Sayangnya, Shenka sudah menarik kursi untuk dirinya sendiri. Hal itu membuat Hans kembali menelan kecewa, tetapi ia berusaha untuk tetap tenang. Hans duduk di kursi itu, berhadapan dengan Shenka. Mereka memesan minuman. Demi menghargai Shenka, Hans memesan minuman yang sama dengan gadis itu.

Mereka terdiam sambil menikmati irama musik yang terdengar lewat pengeras suara.

Hans memandang wajah Shenka yang saat ini hanya berjarak beberapa jengkal di depannya. Sepasang manik yang berwarna coklat itu memindai setiap inci wajah Shenka, mulai dari mata, hidung, dan bibir. Hans merasakan jantungnya semakin berdebar. Arah pandangannya mulai beranjak ke bawah. Kemeja warna merah itu tampak penuh menantang. Hans menelan ludah membayangkan benda kenyal yang bersemayam di balik kemeja itu.

Tidak bisa ia pungkiri lagi, Hans memang jatuh hati pada Shenka. Bukan hanya tubuhnya yang merasakan geliat hasrat pada gadis itu, tetapi hatinya juga.
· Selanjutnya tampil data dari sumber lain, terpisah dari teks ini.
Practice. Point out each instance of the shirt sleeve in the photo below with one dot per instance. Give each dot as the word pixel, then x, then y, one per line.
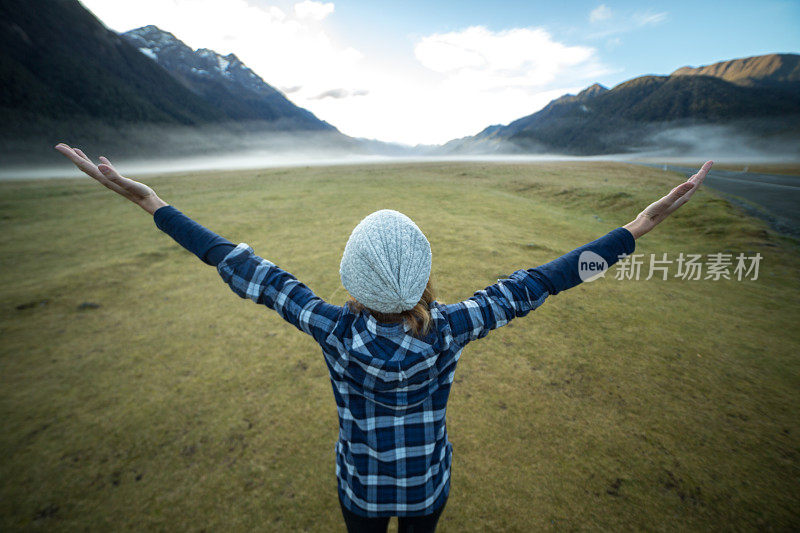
pixel 257 279
pixel 525 290
pixel 202 242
Tiba-tiba, Shenka berbalik, pandangan mereka pun bertemu. Hans tergagap, malu karena Shenka menangkap basah dirinya.

"Kenapa kamu menatapku begitu? Apakah di tubuhku ada yang aneh?" tanya Shenka.

Hans berdehem, membersihkan tenggorokannya yang mendadak terasa kesat.

"Bukan aneh," jawab Hans parau.

"Lalu?"

"Menggairahkan. Wajahmu, tubuhmu, semuanya ... membangkitkan gairahku."